To understand the economic ramifications of this, consider how these two very different coverage rates can affect the finances of an individual family and the broader economy. In areas of low coverage, an unvaccinated infant is potentially more likely to get sick. Besides the additional healthcare or treatment costs this can entail, the ability of her parents to work will also be impacted. Together, these factors conspire to place more economic pressure on families with the potential push them into poverty.

However, it follows that if we can prevent illness, we not only eliminate the burden of healthcare costs but also improve earning capacity of parents. This means that they will have a greater disposable income to feed back into the economy. Meanwhile the infant will have a fairer chance of growing into a healthy child, able to attend school with better learning outcomes and eventually become a more productive member of society. All this translate into substantial economic gains for the local community, the region and ultimately Pakistan. According to the Health Affairs study, from 2011 to 2020 childhood immunisation in 94 low- and middle-income countries is set to return US$ 1.43 trillion in economic benefits, including nearly $600 billion in more direct benefits, such as reduction in hospital costs etc.It is, in every sense, an investment. It is also an investment in prevention which as we all know is better than cure. Illness has an economic dimension but it also causes human suffering the cost of which is hard to quantify in dollars.

The case of Punjab in Pakistan is an inspiring one. It embodies the power of political leadership- when leaders decide to act, communities flourish. Systems start to reboot and impediments begin to diminish. Punjab also exemplifies the strength of seamless partnerships- greater cooperation between federal and provincial governments and other actors has led to improvements in immunisation services, with 500 more health centres fully functional, compared to a year ago. Recognising the importance to augment human resources, there has been good progress in dealing with staff shortages, with more community health workers and vaccinators recruited in the same period. Most importantly, there is focus on accountability – technology is being leveraged to get information in real time on actual delivery of immunisation services through the use of innovative solutions like the use of mobile phones to track vaccinators. Early indications suggest that leadership from the top and these otherinvestmentshave begun to yield dividends through increases in coverage.

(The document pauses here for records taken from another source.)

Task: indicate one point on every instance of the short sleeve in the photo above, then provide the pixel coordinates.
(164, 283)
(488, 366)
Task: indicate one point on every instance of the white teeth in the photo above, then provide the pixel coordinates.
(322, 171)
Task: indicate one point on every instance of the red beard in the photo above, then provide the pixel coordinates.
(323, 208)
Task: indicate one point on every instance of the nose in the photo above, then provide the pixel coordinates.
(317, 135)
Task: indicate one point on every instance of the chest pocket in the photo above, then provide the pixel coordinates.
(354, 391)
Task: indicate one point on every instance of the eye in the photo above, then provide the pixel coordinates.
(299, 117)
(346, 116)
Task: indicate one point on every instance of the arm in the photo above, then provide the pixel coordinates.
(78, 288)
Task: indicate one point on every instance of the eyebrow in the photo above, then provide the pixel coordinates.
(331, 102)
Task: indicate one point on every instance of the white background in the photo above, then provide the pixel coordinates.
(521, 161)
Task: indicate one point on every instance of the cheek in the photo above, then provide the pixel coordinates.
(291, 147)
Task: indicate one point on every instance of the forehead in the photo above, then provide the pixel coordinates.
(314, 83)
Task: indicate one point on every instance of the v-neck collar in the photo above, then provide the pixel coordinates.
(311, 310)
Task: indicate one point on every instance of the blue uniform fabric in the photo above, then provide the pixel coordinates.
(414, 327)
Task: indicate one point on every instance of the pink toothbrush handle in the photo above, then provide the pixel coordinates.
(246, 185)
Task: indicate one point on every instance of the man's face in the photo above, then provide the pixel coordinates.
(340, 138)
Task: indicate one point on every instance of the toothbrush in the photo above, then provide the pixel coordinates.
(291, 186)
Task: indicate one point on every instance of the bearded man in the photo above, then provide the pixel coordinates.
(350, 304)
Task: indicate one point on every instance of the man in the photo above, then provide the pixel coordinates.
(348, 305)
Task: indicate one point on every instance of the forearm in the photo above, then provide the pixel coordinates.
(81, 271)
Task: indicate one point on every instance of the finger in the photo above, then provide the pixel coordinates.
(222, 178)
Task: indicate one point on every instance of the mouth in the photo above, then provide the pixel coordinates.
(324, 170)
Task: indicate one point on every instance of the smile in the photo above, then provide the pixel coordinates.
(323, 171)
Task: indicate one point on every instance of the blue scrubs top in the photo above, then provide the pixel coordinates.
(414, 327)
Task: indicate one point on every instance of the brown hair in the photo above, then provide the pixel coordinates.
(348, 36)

Let us hope other provinces would emulate Punjab sooner than later. Gavi, the Vaccine Alliance, is committed to supporting Pakistan in its endeavors. Pakistan is the largest recipient of Gavi funds among 73 low-income countries and the total support by Gavi in terms of vaccines and health systems strengthening would touch nearly $ 1 billion. There is an exciting opportunity for Pakistan to catalyse this support to bring sharp focus on children in remote, hard to reach, poor settings, so that no child is left behind and each child is enabled to live and attain full potential through effective vaccination.

As the world ushers in the new Sustainable Development Goals with its central aspiration to leave no one behind, Pakistan must reach every child with the full range of life saving vaccines and lay the foundation for a strong Universal Health Coverage. Immunisation is the gateway to health and often the first service to reach communities. A strong immunisation programme would pave the way for broader strengthening of health care at primary level, the stepping stone to universal health coverage.